Until this legislation, county governments had fully funded and administered trial-level right to counsel services. (The state funded only appellate representation). As reported by the Michigan Advisory Commission on Indigent Defense convened by Executive order, Michigan’s history of failure to coordinate led to an “83 county patchwork quilt of service delivery systems, with each county’s ‘system’ dependent on its own interpretation of what is adequate and on its own funding availability.”
The state only assisted with direct appeals. The new law establishes a statewide commission. The 15-member commission will be appointed by the Governor, but will be done so from a list of recommendations from a diverse group of entities and other governmental branches, including: the legislature, judiciary, attorneys, and professional associations.
Under the new law, the state will not immediately provide any direct funding. However, counties are required to continue funding at the average of the previous three-years, with any increases needed to improve services to be funded by the State.

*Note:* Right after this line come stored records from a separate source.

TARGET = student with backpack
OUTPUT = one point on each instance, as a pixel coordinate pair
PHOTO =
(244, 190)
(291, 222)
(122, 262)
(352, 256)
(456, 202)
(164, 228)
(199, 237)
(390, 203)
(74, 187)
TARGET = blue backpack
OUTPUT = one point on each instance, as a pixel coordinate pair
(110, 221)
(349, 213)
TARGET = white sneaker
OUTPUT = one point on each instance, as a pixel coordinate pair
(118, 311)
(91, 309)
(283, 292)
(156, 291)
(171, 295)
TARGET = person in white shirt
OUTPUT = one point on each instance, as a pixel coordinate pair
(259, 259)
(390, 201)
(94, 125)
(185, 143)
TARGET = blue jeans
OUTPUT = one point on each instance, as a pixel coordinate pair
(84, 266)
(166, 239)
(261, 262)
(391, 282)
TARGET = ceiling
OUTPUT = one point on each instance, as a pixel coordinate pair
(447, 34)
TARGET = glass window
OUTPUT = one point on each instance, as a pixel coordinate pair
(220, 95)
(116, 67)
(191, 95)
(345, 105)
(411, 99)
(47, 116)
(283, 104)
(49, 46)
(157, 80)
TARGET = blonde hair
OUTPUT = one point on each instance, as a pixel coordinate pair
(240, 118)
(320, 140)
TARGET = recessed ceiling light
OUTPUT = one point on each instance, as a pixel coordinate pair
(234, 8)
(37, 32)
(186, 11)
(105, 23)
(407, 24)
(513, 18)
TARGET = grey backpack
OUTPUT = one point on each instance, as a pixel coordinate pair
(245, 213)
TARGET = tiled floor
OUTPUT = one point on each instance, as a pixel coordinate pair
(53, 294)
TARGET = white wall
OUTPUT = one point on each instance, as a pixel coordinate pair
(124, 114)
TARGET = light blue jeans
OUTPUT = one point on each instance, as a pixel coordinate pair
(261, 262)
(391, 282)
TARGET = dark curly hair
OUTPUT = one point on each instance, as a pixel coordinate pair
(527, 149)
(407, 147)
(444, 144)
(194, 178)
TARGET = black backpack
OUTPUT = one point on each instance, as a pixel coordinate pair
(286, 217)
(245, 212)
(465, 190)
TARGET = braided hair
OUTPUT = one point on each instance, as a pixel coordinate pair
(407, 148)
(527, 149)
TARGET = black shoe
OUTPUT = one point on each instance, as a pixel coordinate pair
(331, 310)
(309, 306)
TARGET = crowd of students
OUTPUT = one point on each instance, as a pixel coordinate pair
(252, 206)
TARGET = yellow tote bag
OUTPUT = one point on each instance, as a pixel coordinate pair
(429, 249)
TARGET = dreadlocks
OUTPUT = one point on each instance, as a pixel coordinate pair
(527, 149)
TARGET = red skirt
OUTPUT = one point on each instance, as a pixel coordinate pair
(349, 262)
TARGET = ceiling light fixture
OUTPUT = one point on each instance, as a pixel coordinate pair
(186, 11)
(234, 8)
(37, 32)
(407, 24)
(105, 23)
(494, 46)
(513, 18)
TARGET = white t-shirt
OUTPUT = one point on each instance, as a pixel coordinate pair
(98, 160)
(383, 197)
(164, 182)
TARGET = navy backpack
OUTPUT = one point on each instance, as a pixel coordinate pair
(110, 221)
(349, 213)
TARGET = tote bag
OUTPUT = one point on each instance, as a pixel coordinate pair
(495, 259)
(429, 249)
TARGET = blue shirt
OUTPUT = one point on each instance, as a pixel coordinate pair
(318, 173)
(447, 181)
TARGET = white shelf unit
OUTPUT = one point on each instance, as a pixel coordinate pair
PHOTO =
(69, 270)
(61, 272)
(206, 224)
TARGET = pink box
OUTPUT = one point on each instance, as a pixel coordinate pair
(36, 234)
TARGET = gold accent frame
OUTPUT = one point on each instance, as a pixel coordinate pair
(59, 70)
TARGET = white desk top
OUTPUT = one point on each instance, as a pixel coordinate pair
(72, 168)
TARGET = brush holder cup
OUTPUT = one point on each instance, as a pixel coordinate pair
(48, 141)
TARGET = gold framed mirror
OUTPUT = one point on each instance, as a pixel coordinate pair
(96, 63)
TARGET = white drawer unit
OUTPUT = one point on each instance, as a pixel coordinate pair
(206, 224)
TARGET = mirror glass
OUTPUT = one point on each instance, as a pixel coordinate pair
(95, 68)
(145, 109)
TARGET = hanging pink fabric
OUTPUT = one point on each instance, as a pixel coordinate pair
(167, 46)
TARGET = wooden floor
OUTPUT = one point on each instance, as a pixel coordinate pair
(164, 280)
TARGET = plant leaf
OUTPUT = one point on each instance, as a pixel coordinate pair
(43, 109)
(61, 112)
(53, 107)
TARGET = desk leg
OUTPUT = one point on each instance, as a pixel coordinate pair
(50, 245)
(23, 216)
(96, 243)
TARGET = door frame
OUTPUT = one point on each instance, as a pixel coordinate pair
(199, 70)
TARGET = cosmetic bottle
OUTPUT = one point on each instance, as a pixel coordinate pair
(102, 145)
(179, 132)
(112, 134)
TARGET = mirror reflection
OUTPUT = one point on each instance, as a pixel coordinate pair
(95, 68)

Michigan’s trial courts system is divided into circuits, some encompassing two or more counties, and every circuit chooses its own method of providing right to counsel services. Many larger circuits contain multiple district courts. District courts often fund and deliver indigent defense services differently than circuit courts. The system can also vary from judge to judge. Michigan uses a mixture of flat-fee contracts and hourly payments to private attorneys. There are very few institutional public defender offices providing trial-level services in the state and there is no state oversight over the trial-level system.
For appeals, the Appellate Defender Commission oversees indigent defense services post-trial. Two separate systems deliver services: the State Appellate Defender Office (SADO) and the Michigan Appellate Assigned Counsel System (MAACS). The Appellate Defender Commission oversees both.
All SADO attorneys and support staff work full-time out of a central office in Detroit, and a smaller office in Lansing. SADO accepts a quarter of circuit court appointments across the state. MAACS private assigned counsel handles the remaining 75 percent of appeals. MAACS uses SADO’s staff.